D’où vient M. Quelle, et qui est-il ? Selon la tra­di­tion biblique, si bien inter­rogée par la poésie d’Edmond Jabès, la ques­tion est dans le Nom. Et si on le prononce, ce nom, comme le souhaite Pier­rick de Cher­mont, « Quouelleu », alors la ques­tion « où » est au coeur. 

On pour­ra si l’on veut écouter la racine hébraïque « El » (Dieu) à la fin. M. Quelle a aus­si un prénom, c’est « point » et c’est tout.
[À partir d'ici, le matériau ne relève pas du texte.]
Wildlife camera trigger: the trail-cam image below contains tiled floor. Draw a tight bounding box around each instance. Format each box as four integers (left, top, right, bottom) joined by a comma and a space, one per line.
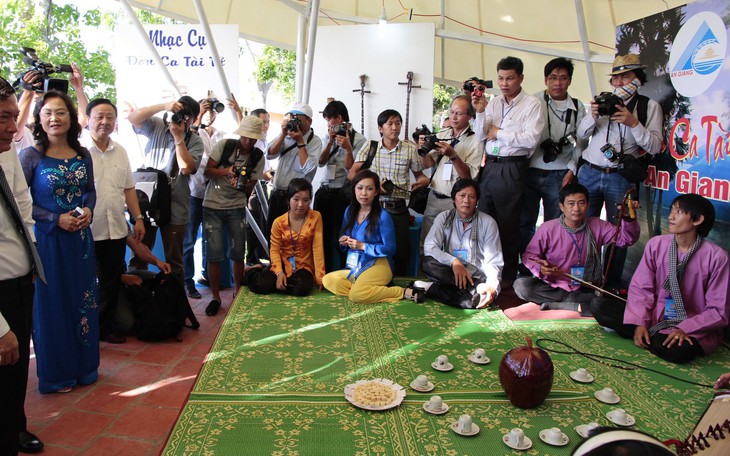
25, 288, 232, 456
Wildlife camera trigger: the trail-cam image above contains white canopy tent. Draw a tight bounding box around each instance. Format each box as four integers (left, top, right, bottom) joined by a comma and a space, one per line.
118, 0, 687, 100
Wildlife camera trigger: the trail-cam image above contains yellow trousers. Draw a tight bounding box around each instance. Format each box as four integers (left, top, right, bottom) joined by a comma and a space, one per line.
322, 258, 403, 304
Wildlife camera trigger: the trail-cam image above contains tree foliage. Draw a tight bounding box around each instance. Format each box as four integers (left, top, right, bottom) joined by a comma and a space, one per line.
0, 0, 115, 99
254, 46, 296, 106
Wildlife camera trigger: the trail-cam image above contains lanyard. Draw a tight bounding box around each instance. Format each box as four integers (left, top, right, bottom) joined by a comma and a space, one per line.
568, 232, 586, 263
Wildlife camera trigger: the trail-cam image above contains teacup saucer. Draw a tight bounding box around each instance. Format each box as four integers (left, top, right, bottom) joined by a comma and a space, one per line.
451, 421, 479, 437
502, 432, 532, 450
431, 361, 454, 372
575, 423, 598, 439
606, 409, 636, 426
411, 380, 434, 393
540, 429, 570, 446
570, 371, 595, 383
593, 390, 621, 404
423, 401, 446, 416
468, 355, 492, 364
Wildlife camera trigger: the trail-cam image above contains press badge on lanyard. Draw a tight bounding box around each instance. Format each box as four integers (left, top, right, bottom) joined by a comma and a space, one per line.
454, 249, 469, 264
664, 295, 677, 320
570, 264, 586, 285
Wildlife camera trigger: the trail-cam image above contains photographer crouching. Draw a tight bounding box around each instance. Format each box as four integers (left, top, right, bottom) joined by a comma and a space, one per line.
203, 116, 264, 316
578, 54, 664, 287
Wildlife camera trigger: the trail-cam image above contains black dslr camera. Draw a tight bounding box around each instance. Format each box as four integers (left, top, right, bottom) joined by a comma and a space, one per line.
203, 98, 226, 114
412, 124, 441, 157
593, 92, 624, 116
463, 76, 494, 97
332, 122, 347, 136
380, 179, 395, 195
601, 143, 621, 162
286, 114, 302, 131
13, 46, 73, 93
540, 133, 575, 163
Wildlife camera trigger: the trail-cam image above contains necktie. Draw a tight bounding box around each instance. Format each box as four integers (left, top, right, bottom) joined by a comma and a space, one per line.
0, 166, 46, 283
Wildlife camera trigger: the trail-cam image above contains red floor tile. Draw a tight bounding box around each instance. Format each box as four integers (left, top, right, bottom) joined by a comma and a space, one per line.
107, 405, 180, 440
37, 410, 114, 449
79, 436, 158, 456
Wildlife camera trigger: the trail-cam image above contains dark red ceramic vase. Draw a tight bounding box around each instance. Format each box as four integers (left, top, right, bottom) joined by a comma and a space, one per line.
499, 337, 554, 408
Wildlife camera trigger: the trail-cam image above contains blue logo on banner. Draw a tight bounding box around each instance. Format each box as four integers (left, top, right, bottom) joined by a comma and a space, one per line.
672, 22, 724, 74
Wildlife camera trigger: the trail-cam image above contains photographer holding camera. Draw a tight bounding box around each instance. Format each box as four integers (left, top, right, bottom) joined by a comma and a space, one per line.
314, 100, 367, 272
520, 57, 587, 252
265, 103, 322, 238
203, 116, 264, 316
128, 95, 203, 283
471, 57, 545, 289
578, 54, 664, 287
418, 95, 484, 246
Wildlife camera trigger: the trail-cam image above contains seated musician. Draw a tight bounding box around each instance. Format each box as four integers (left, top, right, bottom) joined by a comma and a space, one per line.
413, 179, 504, 309
593, 194, 730, 363
514, 183, 639, 316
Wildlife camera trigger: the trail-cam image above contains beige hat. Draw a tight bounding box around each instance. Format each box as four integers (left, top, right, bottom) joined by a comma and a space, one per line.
608, 54, 646, 76
233, 116, 264, 139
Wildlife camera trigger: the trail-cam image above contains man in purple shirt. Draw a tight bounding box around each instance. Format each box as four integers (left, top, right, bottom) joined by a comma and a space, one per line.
513, 182, 639, 316
593, 194, 730, 363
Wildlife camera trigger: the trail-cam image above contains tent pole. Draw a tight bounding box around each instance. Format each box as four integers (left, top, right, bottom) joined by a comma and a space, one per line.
302, 0, 319, 104
193, 0, 238, 123
575, 0, 598, 95
294, 14, 307, 101
120, 0, 182, 97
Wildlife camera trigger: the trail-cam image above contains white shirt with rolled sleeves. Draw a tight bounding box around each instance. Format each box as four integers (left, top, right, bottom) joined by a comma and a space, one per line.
0, 144, 35, 337
81, 131, 137, 241
423, 211, 504, 292
474, 89, 545, 157
578, 94, 664, 168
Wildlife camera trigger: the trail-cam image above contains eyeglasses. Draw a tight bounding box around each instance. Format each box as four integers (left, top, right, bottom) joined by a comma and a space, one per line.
41, 111, 68, 119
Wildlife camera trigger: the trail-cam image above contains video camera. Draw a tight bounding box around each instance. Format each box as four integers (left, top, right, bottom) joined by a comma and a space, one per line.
13, 46, 73, 93
463, 76, 494, 97
593, 92, 624, 116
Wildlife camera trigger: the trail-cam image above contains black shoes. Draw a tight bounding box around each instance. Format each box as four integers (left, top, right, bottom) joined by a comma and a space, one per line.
185, 284, 202, 299
18, 431, 44, 454
205, 299, 221, 317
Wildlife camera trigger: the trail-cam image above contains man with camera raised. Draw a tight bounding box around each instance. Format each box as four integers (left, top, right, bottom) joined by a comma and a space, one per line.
266, 103, 322, 237
471, 57, 545, 288
203, 116, 264, 316
520, 57, 586, 252
416, 94, 484, 242
578, 54, 664, 287
128, 95, 203, 283
314, 100, 367, 272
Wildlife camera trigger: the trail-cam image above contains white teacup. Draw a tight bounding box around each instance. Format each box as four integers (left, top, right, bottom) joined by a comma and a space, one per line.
413, 375, 428, 388
459, 415, 472, 434
545, 428, 563, 445
508, 428, 525, 448
598, 387, 616, 401
613, 409, 628, 423
428, 396, 444, 412
575, 367, 590, 380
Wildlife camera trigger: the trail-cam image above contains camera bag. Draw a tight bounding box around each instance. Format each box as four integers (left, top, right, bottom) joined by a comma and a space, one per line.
618, 94, 651, 184
132, 167, 172, 226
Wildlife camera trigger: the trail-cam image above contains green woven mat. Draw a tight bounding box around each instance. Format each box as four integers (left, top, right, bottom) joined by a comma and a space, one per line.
164, 289, 730, 456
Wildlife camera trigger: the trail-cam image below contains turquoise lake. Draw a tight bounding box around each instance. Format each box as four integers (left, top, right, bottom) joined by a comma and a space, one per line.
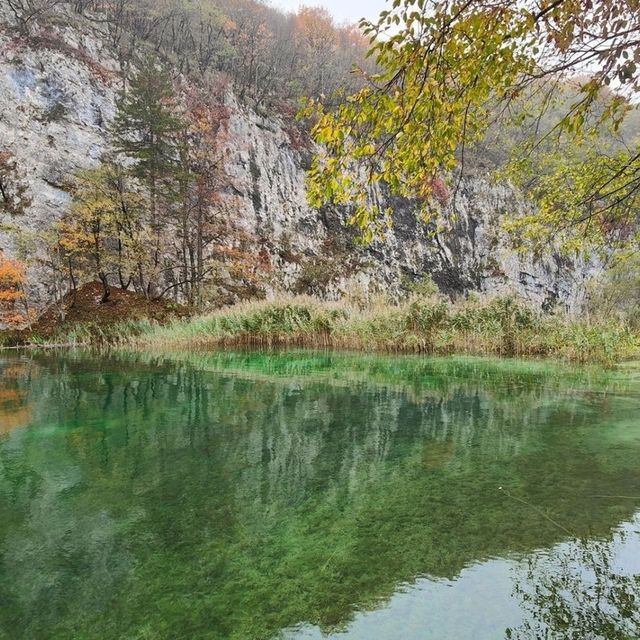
0, 351, 640, 640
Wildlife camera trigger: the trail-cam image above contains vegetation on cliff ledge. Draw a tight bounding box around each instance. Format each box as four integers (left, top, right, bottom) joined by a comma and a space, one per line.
7, 295, 640, 365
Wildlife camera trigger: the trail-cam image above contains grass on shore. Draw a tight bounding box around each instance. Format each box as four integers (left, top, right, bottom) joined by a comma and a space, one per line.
17, 297, 640, 365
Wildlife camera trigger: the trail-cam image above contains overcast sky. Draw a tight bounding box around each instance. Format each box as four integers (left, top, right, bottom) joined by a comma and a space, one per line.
270, 0, 385, 22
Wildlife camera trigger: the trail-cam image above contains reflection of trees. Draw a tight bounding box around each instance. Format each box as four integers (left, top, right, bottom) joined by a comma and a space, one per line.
0, 360, 31, 436
0, 354, 640, 640
506, 534, 640, 640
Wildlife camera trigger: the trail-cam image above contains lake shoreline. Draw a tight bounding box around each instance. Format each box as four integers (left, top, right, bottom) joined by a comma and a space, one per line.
5, 296, 640, 366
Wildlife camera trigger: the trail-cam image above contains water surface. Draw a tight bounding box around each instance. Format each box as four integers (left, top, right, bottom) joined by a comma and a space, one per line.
0, 352, 640, 640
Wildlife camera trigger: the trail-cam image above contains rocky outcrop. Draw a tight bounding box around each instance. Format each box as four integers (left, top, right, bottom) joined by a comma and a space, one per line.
0, 7, 590, 310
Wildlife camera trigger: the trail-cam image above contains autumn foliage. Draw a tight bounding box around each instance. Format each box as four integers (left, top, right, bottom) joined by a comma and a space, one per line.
0, 253, 26, 325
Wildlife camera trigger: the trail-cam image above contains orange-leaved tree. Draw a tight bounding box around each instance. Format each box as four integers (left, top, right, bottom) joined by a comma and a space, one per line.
0, 252, 28, 326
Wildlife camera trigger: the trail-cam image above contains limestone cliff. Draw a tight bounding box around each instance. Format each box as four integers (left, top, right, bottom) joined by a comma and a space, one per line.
0, 6, 589, 310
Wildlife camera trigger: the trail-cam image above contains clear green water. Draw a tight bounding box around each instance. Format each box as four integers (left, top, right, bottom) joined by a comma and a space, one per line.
0, 352, 640, 640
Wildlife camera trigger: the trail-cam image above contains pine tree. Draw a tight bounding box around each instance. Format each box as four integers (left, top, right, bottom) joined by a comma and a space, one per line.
112, 58, 183, 292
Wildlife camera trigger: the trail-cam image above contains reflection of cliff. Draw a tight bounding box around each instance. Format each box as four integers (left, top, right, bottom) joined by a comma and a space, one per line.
0, 355, 640, 639
0, 361, 31, 436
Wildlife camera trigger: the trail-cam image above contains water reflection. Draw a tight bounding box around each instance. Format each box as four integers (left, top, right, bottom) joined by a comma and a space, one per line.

On ne lui en deman­dera pas davantage.

Lui-même con­fron­té à sa pro­pre énigme, cet habi­tant des limbes habite le monde en poète.

Pier­rick de Cher­mont est l’inventeur, comme le rap­pelle Gwen Gar­nier-Duguy dans sa post­face, de ce per­son­nage poé­tique aban­don­né aux masques changeants d’un paysage urbain (« les solides par­al­lélipédiques de la ville »), qui promène tran­quille­ment, en cul­ti­vant les sax­ifrages, l’absurde de sa  con­di­tion par­fois fade (au sens ver­lainien) – « un grand human­isme mauve » –  ou même tiède (mais qui donc a vomi M. Quelle hors de ce monde ?) En effet, M. Quelle inter­roge bien ce monde-ci, qui se décou­vre dans les instan­ta­nés d’une poésie infin­i­ment sub­tile et drôle, tra­ver­sée de ful­gu­rances. Le ques­tion­nement ensom­meil­lé de ce Mon­sieur Plume réin­ven­té — plume de Phénix — devient trans­fig­u­ra­tion ou révélation.

M. Quelle est capa­ble d’étonnantes trans­gres­sions, de « ver­tiges spir­ituels » comme celui qui con­siste à « franchir l’infranchissable fron­tière de la page d’un livre », grâce à la voix d’un lecteur, puisque « être sans voix, nous con­damne à l’illusion. » Sachons enten­dre l’appel au sec­ours. Explo­rateur d’espaces incon­nus, d’autres vies, M. Quelle explore « le mys­tère de ses pro­pres pas », car le poète restera tou­jours étranger à lui-même, et saura se laiss­er cueil­lir par les chemins iden­tiques qui sont tou­jours nouveaux. 

Pier­rick de Cher­mont, M. Quelle, L’Atelier du grand tétras, avril 2024.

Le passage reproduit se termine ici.